Въ эту минуту кучеръ съ грубымъ ругательствомъ осадилъ лошадь, и экипажъ остановился.
— Вотъ мы и пріѣхали, — проговорилъ онъ, высаживая Джерри.
На противоположной сторонѣ улицы возвышалось огромное, мрачное зданіе съ украшеннымъ колоннами подъѣздомъ, у котораго стояла коляска, запряженная парой великолѣпныхъ рыжихъ лошадей.
Нѣсколько полицейскихъ ходили передъ домомъ.
Джерри храбро позвонилъ у подъѣзда.
Служитель, открывшій ему дверь, съ презрительнымъ изумленіемъ посмотрѣлъ на мальчика.
— Могу-ли я видѣть господина министра? — спросилъ Джерри.
Дверь съ трескомъ захлопнулась предъ его носомъ, и мальчикъ попрежнему остался на улицѣ.
«Но вѣдь должна же дверь открыться когда-нибудь», подумалъ онъ.
И, дѣйствительно, нѣсколько человѣкъ звонили послѣ него, и дверь каждый разъ открывалась; звонившіе получали разъясненія отъ швейцара, но Джерри онъ не удостоивалъ ни единымъ словомъ.
Наконецъ, выведенный изъ терпѣнія, онъ прикрикнулъ на него:
— Убирайся по добру по здорову, мальчуганъ, нето я пошлю за полицейскимъ.
Но Джерри по прежнему твердилъ:
— Мнѣ надо видѣть господина министра.
Онъ прислонился къ подъѣзду; блѣдное лондонское солнце, проникая сквозь колоннаду, освѣщало его маленькую фигурку, и Джерри ясно могъ разсмотрѣть мрачную прихожую, съ многочисленными лакеями и широкую лѣстницу съ рѣзными дубовыми перилами, устланную коврами.
Въ эту минуту съ лѣстницы спускался пожилой господинъ высокаго роста и могучаго тѣлосложенія, слегка согнувшійся подъ бременемъ власти и прожитыхъ лѣтъ.
Джерри бросился къ нему и, прежде чѣмъ возмущенные лакеи успѣли остановить его, проговорилъ:
— Будьте добры, сударь, скажите, не вы ли господинъ министръ?
Высокій господинъ пристально посмотрѣлъ на смѣлаго мальчика и сдѣлалъ знакъ слугамъ оставить его въ покоѣ.
Маленькая фигурка, золотистые, освѣщенные солнцемъ локоны и дѣтскій голосокъ напомнили ему собственнаго маленькаго сынка, умершаго отъ тифа много, много лѣтъ тому назадъ.
— Чего тебѣ нужно, маленькій человѣкъ? — спросилъ онъ, останавливаясь.
Джерри осмѣлился подойти поближе.
— Мнѣ надо поговорить съ вами.
Господинъ улыбнулся; обыкновенно просители не обращались къ нему такъ безцеремонно.
Возмущенные слуги готовы были по первому знаку схватить маленькаго наглеца за шиворотъ и отправить въ полицію, но Джерри подошелъ еще ближе.
— Джонъ Стернъ сказалъ, что только первый министръ можетъ спасти насъ, а вѣдь Джонъ все знаетъ, вотъ я и поѣхалъ..
Государственный дѣятель заинтересовался мальчикомъ.

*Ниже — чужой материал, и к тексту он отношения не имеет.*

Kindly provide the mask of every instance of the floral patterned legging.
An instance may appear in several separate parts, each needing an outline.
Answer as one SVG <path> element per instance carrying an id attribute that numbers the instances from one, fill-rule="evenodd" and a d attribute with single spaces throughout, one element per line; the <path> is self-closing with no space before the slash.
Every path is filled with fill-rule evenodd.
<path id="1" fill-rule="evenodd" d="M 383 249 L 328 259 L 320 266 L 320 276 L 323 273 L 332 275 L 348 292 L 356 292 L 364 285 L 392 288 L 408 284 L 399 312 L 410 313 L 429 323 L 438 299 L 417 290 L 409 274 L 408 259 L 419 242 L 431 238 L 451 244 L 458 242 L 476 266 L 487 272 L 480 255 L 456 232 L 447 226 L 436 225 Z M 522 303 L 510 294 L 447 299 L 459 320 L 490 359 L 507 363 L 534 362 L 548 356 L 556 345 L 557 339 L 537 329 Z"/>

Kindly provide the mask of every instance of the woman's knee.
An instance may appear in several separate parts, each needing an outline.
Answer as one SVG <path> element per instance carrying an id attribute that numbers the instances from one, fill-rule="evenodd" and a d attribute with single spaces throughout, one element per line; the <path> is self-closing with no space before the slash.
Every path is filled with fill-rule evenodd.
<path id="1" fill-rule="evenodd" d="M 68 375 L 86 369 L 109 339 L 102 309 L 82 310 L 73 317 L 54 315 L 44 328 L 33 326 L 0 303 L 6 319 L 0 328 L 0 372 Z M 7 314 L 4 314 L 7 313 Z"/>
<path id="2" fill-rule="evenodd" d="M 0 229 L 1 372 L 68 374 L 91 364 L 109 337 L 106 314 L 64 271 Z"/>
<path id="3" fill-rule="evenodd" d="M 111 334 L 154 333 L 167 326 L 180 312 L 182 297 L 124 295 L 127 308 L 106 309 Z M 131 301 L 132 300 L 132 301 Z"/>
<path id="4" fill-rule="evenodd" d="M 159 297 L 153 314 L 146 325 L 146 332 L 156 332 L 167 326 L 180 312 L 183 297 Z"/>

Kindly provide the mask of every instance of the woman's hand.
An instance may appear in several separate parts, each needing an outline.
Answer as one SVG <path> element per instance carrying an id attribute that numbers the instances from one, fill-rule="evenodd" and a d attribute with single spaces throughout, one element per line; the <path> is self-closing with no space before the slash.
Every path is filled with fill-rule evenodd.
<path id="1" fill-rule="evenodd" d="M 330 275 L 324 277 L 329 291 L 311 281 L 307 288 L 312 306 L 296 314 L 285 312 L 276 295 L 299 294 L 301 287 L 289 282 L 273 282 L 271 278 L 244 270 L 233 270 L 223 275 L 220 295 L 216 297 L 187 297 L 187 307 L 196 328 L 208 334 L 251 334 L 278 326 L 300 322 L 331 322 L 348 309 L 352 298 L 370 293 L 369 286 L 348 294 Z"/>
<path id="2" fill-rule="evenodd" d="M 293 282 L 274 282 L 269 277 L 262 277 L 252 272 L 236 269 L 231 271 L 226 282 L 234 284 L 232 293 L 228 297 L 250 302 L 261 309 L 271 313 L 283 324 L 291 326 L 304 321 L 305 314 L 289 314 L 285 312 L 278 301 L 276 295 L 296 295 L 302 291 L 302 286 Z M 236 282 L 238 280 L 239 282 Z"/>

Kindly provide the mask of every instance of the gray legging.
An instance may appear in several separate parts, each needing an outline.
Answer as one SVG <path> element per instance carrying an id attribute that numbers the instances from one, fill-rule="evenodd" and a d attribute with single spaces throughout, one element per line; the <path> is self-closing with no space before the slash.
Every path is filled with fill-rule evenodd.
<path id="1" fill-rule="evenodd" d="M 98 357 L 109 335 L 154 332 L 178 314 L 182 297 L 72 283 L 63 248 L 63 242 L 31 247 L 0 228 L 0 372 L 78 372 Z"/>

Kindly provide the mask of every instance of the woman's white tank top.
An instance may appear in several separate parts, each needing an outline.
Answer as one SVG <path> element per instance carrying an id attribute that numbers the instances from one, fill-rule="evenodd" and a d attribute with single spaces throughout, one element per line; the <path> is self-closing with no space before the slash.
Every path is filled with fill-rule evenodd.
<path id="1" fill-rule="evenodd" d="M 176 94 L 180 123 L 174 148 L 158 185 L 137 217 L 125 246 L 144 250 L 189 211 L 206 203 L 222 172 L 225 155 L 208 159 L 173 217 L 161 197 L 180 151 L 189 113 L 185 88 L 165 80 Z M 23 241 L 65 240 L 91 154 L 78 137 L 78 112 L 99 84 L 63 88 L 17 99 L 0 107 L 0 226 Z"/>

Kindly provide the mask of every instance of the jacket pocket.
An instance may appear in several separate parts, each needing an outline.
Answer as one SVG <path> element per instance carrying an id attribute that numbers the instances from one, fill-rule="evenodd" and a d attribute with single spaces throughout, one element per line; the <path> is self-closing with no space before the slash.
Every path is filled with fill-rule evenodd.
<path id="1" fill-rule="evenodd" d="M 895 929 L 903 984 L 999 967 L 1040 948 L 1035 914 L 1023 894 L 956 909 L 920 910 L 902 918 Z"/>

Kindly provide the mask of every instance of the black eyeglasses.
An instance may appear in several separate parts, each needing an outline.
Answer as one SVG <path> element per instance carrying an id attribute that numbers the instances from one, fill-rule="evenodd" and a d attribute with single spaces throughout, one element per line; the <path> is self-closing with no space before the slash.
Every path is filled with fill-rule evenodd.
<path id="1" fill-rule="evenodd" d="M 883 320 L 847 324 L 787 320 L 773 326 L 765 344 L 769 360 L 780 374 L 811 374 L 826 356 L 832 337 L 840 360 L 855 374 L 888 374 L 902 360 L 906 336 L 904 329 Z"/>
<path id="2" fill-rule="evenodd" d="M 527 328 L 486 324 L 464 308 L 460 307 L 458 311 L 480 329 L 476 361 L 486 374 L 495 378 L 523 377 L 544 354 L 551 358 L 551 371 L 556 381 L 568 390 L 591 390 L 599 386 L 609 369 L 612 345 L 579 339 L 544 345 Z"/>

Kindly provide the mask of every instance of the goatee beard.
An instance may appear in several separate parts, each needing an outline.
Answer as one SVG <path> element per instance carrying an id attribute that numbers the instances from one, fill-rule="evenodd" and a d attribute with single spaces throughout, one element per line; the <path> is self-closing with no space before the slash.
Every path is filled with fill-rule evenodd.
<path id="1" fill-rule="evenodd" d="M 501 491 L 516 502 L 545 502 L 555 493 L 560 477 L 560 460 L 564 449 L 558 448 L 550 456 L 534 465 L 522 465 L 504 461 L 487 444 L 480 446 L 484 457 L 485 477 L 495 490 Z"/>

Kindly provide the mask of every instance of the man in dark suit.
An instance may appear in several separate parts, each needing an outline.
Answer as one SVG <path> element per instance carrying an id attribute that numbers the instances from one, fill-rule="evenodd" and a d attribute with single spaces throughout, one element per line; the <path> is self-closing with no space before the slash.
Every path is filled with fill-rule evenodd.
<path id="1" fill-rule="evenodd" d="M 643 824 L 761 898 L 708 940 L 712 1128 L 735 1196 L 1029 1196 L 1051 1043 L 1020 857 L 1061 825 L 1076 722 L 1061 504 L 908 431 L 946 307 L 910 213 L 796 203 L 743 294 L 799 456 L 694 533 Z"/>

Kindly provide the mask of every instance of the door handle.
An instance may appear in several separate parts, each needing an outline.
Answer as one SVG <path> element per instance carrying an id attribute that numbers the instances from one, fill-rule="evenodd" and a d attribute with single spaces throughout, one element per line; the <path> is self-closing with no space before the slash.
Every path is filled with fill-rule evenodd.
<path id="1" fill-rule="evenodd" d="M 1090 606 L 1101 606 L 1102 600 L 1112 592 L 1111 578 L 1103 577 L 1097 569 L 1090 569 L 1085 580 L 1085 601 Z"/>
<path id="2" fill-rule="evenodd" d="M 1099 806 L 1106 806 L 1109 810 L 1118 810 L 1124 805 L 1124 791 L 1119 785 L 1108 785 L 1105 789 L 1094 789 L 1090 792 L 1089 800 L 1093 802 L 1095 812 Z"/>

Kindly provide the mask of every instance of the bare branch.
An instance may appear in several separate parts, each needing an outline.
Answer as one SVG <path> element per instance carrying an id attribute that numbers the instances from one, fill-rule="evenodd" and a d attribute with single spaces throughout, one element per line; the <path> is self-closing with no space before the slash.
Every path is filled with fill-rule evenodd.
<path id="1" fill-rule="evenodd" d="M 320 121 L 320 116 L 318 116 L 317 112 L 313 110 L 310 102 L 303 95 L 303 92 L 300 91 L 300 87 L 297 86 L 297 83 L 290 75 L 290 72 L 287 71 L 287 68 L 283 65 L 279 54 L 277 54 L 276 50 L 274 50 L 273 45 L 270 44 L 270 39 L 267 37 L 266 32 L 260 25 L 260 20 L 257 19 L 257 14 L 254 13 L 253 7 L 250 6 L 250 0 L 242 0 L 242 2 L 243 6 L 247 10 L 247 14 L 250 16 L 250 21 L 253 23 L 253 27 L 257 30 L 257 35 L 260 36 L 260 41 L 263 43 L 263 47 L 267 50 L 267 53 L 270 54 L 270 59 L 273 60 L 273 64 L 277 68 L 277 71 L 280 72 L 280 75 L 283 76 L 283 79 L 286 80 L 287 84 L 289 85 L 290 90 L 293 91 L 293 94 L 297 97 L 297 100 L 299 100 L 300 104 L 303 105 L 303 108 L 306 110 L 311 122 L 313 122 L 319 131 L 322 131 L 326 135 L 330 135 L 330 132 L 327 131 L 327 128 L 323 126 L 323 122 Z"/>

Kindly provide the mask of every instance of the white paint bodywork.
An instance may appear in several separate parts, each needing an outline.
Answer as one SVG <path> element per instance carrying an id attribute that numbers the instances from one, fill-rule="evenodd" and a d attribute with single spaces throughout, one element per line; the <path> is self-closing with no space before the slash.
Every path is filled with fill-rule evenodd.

По счастливой случайности, отправляясь на свою обычную утреннюю прогулку, онъ располагалъ нѣсколькими свободными минутами.
Взволнованный швейцаръ началъ было объяснять, какимъ образомъ мальчикъ попалъ сюда, но министръ не обратилъ на него никакого вниманія и, открывъ дверь въ боковую комнату, знакомъ приказалъ мальчику послѣдовать за нимъ туда.
Торжествующій Джерри вошелъ въ наполненный книгами, обширный и мрачный рабочій кабинетъ.
— Ну, что же тебѣ нужно? — отрывисто спросилъ великій человѣкъ. Конечно, онъ не сомнѣвался, что ребенокъ подосланъ взрослыми съ какой-нибудь просьбой, но нѣжное, тонкое личико тронуло его сердце, потому что напомнило ему собственнаго ребенка, умершаго лѣтъ 30 тому назадъ…
— Джонъ Стернъ говоритъ, — началъ снова Джерри.
— Оставь въ покоѣ Джона и говори отъ себя, — замѣтилъ нѣсколько нетерпѣливо министръ.
— Они хотятъ уничтожить наши хижины и срыть ихъ, и разорить мой садъ, а на мѣсто его выстроить вокзалъ, и насъ выгоняютъ оттуда, а вѣдь тогда бабушка умретъ, и я тоже умру, а куда дѣнутся всѣ ласточки? Прима мы можемъ взять съ собой, но онъ бѣдняжка, будетъ тосковать и какъ разъ теперь моя новая роза, знаете, «бѣлая баронесса», такъ чудно распустилась, а намъ придется уйти и жить въ городѣ, и они сроютъ все и построятъ въ моемъ саду…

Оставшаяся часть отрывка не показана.